Pelo Whatsapp:  “Não te amo mais”

Dalvanira Lima, Psicanalista

12 de setembro de 2019

Outro dia me chamou atenção a palavra “SAIA”. Quatro letras maiúsculas e enormes fixadas na fachada do apartamento de um prédio. É claro, que não sei o que a pessoa que colocou essa palavra quis dizer, mas não resisti em criar minha própria versão.

 Pensei logo em alguém mandando embora outro alguém que ele não suportasse mais. Aquela palavra que pelo tamanho das letras soava como grito poderia muito bem ser um “Saia da minha vida”.

 

Mesmo que essa inusitada maneira de romper um relacionamento seja mero devaneio, na vida real têm acontecido situações em que o conhecido “fora” não é dito “olho no olho”, mas via mensagem de Whatsapp.

Recentemente, esse assunto foi discutido nas redes sociais em razão do suicídio de uma Youtuber, avisada pelo noivo na véspera de seu casamento, via Whatsapp, de que não queria mais se casar com ela.

A polêmica foi aguçada pelo desfecho trágico da história, mas acredito que vale a pena pensar nas implicações dessa maneira de evitar o contato pessoal quando se trata de dizer ao outro “Não te quero mais” e qual a repercussão disso para os dois lados da história.

Nesses casos, ainda que num primeiro momento tendamos a olhar para aquele que é comunicado de que não é mais querido, há de se pensar também nas razões que impedem o outro de sustentar no “cara a cara” seu desejo de sair da relação.

Foto de Rachid Tank/Unsplash Photo Community

É inegável que o término de um relacionamento amoroso pode gerar sofrimento e despertar uma gama de sentimentos, independentemente da maneira como isso aconteça. Então, que efeito teria essa comunicação virtual na elaboração da perda do amor do outro e na posição subjetiva de cada um dos envolvidos?

Por mais que a comunicação virtual esteja mediando cada vez mais nossas relações, ainda não dispensamos a presença real do outro, e se pensamos numa valoração, esta ainda suplanta a primeira.

Desta valoração pode advir, para quem recebe a mensagem do término do relacionamento, o sentimento de falta de reconhecimento de sua pessoa e da história vivenciada por ambos, visto que o outro nem se deu ao trabalho de comunicar pessoalmente.
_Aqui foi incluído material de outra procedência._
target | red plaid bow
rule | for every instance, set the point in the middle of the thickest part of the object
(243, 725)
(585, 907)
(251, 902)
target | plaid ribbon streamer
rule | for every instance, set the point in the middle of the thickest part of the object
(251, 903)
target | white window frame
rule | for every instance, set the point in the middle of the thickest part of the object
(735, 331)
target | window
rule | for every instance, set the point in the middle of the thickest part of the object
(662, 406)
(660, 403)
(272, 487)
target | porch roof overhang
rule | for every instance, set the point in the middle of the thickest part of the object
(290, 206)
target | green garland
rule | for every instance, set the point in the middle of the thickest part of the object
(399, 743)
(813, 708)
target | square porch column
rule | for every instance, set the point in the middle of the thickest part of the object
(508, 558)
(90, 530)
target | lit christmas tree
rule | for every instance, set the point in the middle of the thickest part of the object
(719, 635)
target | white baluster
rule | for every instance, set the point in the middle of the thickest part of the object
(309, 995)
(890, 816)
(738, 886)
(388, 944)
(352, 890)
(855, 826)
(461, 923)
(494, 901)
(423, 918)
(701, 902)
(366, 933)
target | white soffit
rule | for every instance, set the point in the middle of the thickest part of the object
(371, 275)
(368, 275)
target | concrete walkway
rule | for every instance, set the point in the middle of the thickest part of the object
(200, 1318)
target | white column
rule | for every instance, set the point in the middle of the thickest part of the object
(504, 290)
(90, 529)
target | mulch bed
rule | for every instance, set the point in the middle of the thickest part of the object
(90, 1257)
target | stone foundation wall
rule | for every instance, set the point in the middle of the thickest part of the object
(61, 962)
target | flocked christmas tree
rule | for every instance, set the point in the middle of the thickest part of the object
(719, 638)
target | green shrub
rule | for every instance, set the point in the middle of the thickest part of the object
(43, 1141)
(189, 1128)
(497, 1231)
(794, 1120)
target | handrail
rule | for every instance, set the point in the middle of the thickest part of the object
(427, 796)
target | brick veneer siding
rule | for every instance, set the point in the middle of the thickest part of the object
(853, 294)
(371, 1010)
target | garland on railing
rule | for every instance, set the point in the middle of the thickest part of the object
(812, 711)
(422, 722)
A comunicação virtual, nesses casos, também pode dificultar a aceitação do fato. O virtual como oposto do real pode alimentar o sentimento de negação diante da perda do amor do outro. Some-se a isso, a sensação de que frente a frente algo poderia ter sido feito para que o desfecho não fosse o do rompimento.

Tanto quanto o luto pela morte de um ente querido, o luto por outras perdas que enfrentamos no decorrer da vida também requer elaboração, o término de um relacionamento amoroso, por exemplo. E quando isso ocorre de forma virtual, eu diria que se acrescentam mais dificuldades ao processo de elaboração.

O rompimento de um relacionamento amoroso pode fazer reviver a experiência de desamparo primordial a que todos nós como humanos estamos sujeitos. Afinal, desde que chegamos ao mundo precisamos e demandamos o amor do outro.

 

“Nunca estamos mais desprotegidos ante o sofrimento do que quando amamos, nunca mais desamparadamente infelizes do que quando perdemos o objeto amado ou seu amor.” Freud (1930)

Se isso vale para qualquer forma de desfecho, tendo a achar que para aquele que utiliza o meio virtual para comunicar seu desejo de sair da relação, seja uma maneira de driblar sua incapacidade de suportar presencialmente a reação do outro frente à situação de desamparo.

A comunicação virtual nos dá a sensação de um tempo mais acelerado. Problemas que antes demandavam deslocamento, hoje são resolvidos com uma simples mensagem no Whatsapp.

Resta-nos saber se o tempo psíquico acompanha esta mesma velocidade quando se trata dos impasses das relações afetivas.